BERLIN (Nov. 7)
A trip that brought 19 youngsters with radical right views from the eastern German city of Dresden to Israel in an effort to educate them about Jews has come under severe attack.
The city has reprimanded the trip’s organizer and put a halt to the travel program.
Dresden’s mayor, Herbert Wagner, has issued a warning to Marita Schieferdecker-Adolph, the city’s ombudsman for foreigners, for financing the weeklong trip from a fund used for the integration of new Jewish residents into German society.
Wagner also stopped all future trips, placed the control of the immigration fund into a different office and ordered the ombudsman to take a class in administration.
The trip cost approximately $37,000 for the 25 participants, which included six Jewish youths from Dresden.
Schieferdecker-Adolph, in a telephone interview with the Jewish Telegraphic Agency, said that there was more than $177,000 available in the fund and that since fewer Jews had stayed in Dresden than had been originally anticipated, there was money available for the trip.
Still, the city ruled that her actions were inappropriate and that the Social Welfare Office, not the Office of the Ombudsman, should have control over the fund.
The trip, which was conducted between Oct. 16 and 23, has been criticized for other reasons as well.
YAD VASHEM VISIT PRODUCED FRICTION
Accounts in the German and Israeli press said that members of the visiting group insulted Jews in Israel and refused to visit the Yad Vashem Holocaust memorial during their stay in Jerusalem.

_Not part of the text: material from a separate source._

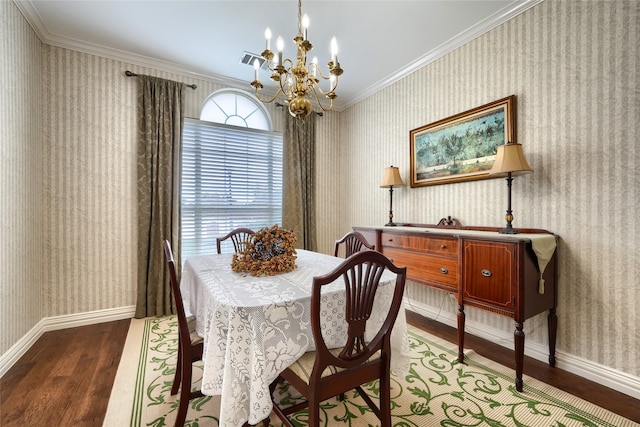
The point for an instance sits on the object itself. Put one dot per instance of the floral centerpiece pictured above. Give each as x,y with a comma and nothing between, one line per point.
270,251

Both Schieferdecker-Adolph and Sabine Kurth, a social worker who was also on the trip, strongly denied these reports.
“Nothing of that is true,” Kurth said. She said the youths did have trouble at Yad Vashem because of a guide she described as very anti-German and because of the mass of reporters that converged on the group.
But she felt that the trip was positive overall and that she would favor repeating it.
Officials and commentators have also questioned whether youths belonging to the radical right can benefit from a trip to Israel. Wagner said he sees “big risks” in such a program.
Henryk Broder, a well-known Jewish journalist and commentator here, strongly criticized the program, saying that if a neo-Nazi had an unpleasant experience in Israel the trip might actually reinforce his anti-Semitic feelings.
The German press reported that Frank Kaden, a leader of the neo-Nazi Vikings are headquartered in the state of Saxony, where Dresden is located.
Schieferdecker-Adolph could not confirm the participation of Kaden.
She said she had not asked about party or group affiliation when selecting the group’s participants, but focused instead on a candidate’s general attitudes.
“Maybe this was my fault. I’m a little insecure about this point,” she said.